Logo depois, uma das armas do crime: o pau de fumo de setenta centímetros de comprimento, com “manchas que pareciam sangue.” Dentro de um saco estavam uma botina e um chapéu, que Modesto reconheceu como de propriedade de seu filho. A cada profundidade revelada, as provas escancaravam o que, a todo custo, o pai se recusava a aceitar.
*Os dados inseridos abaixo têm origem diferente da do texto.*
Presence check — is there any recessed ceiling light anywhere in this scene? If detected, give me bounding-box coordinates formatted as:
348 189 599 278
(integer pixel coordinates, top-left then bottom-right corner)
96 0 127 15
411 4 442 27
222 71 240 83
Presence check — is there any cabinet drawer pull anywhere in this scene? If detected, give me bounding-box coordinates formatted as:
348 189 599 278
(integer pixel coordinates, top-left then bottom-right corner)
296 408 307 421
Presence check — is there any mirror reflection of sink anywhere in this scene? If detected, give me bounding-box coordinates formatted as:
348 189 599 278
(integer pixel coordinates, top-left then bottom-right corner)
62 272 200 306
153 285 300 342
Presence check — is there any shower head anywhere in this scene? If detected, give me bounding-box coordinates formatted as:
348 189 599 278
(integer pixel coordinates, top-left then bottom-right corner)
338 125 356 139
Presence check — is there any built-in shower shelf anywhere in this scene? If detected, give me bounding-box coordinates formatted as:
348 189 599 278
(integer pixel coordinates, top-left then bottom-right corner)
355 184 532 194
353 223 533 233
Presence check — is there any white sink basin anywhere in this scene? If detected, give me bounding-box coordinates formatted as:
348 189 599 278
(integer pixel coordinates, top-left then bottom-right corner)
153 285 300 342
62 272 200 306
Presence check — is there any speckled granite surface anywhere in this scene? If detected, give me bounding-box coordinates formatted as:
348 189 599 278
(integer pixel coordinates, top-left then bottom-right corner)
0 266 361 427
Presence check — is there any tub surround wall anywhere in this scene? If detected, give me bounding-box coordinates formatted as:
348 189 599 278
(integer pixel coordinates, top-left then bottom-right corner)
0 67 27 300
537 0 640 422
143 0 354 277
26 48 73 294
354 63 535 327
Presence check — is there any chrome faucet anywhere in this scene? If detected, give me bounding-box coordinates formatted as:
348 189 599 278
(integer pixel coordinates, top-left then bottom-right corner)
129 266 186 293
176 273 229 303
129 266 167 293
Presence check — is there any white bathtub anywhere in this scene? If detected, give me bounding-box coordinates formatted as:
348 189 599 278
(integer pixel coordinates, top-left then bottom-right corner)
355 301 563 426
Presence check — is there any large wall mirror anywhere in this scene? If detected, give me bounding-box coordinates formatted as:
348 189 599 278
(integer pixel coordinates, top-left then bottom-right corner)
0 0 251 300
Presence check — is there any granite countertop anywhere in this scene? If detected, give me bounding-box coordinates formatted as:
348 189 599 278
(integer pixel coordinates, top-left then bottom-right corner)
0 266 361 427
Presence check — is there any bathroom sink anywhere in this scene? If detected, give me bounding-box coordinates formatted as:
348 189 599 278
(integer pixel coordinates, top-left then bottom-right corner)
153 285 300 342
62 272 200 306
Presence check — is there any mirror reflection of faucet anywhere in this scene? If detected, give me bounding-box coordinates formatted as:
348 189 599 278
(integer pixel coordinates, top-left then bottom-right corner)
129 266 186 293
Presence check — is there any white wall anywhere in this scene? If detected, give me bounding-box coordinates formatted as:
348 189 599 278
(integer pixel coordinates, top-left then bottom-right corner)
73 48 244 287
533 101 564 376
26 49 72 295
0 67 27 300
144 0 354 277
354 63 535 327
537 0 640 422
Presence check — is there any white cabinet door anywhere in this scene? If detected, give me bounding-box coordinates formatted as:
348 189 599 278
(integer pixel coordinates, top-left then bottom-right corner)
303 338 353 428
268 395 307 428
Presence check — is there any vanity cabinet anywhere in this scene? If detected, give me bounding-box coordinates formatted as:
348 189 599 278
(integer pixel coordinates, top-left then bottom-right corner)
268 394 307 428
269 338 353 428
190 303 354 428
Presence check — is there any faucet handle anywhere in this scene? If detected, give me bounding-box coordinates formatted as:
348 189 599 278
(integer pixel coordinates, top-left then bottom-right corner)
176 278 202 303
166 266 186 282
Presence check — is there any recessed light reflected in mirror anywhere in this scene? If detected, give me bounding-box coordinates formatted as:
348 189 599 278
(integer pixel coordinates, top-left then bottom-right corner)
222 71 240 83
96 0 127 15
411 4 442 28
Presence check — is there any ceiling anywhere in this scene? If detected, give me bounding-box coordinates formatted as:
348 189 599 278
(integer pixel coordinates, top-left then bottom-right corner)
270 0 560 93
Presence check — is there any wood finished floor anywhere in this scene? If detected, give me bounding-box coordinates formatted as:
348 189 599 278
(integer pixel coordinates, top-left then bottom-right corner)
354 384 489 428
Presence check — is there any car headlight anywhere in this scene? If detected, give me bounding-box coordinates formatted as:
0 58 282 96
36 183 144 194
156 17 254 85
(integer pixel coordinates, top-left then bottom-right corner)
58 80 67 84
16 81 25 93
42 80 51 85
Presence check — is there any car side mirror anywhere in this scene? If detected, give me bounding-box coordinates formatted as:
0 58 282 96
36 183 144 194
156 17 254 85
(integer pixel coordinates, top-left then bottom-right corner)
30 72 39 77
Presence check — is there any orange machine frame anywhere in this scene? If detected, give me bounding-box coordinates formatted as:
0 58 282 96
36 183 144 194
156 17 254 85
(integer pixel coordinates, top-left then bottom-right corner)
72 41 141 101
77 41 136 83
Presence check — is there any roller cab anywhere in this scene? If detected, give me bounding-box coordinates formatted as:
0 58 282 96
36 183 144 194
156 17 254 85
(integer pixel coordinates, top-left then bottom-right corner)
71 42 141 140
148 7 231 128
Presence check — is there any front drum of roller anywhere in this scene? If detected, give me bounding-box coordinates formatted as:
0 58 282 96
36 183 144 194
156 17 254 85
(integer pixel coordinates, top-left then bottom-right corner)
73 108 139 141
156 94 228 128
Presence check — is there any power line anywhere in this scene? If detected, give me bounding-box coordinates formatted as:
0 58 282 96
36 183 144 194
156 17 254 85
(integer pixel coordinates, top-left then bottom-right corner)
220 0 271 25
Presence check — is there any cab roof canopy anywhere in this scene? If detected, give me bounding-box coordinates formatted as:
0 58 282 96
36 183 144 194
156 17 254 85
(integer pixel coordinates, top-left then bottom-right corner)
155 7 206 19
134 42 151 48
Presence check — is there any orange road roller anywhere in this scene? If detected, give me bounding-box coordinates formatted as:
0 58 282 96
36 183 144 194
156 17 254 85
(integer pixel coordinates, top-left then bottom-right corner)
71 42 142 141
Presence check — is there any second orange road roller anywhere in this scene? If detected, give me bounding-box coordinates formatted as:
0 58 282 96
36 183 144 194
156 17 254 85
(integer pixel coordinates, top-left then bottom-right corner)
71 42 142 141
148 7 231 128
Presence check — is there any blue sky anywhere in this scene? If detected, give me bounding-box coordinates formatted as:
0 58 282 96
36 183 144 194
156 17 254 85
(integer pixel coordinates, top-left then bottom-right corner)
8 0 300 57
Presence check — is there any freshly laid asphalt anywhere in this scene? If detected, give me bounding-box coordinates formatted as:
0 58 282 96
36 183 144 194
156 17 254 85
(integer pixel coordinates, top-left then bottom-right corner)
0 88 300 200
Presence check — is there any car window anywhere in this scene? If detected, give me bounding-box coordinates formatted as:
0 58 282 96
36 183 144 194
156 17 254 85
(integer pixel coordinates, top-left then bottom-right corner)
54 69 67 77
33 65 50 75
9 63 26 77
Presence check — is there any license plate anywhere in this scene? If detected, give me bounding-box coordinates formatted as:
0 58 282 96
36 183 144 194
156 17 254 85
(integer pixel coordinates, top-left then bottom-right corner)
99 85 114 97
Por fim, onze e meia da noite “...foi encontrado o cadáver que pelo mau cheiro que exalava, denotava estar em adiantado estado de putrefação ... [e]... que tendo em vista não haver na localidade peritos profissionais, o adiantado da hora e as disposições regulamentares... ordenou [a autoridade] que tudo ficasse no estado em que se achava... [e que] o poço e suas imediações ficasse guardado por um soldado...”

O delegado mandou recolher Antônio e Eugênio na cadeia da cidade.

Sobre o período em que ficaram presos, apenas foi registrado o depoimento de Adão, que dizia que os outros dois, a todo custo pediam que ele negasse o crime, ou assumisse sozinho, uma vez que o cadáver estava em seu quintal.

 



[1] As informações deste capítulo são advindas dos autos do processo.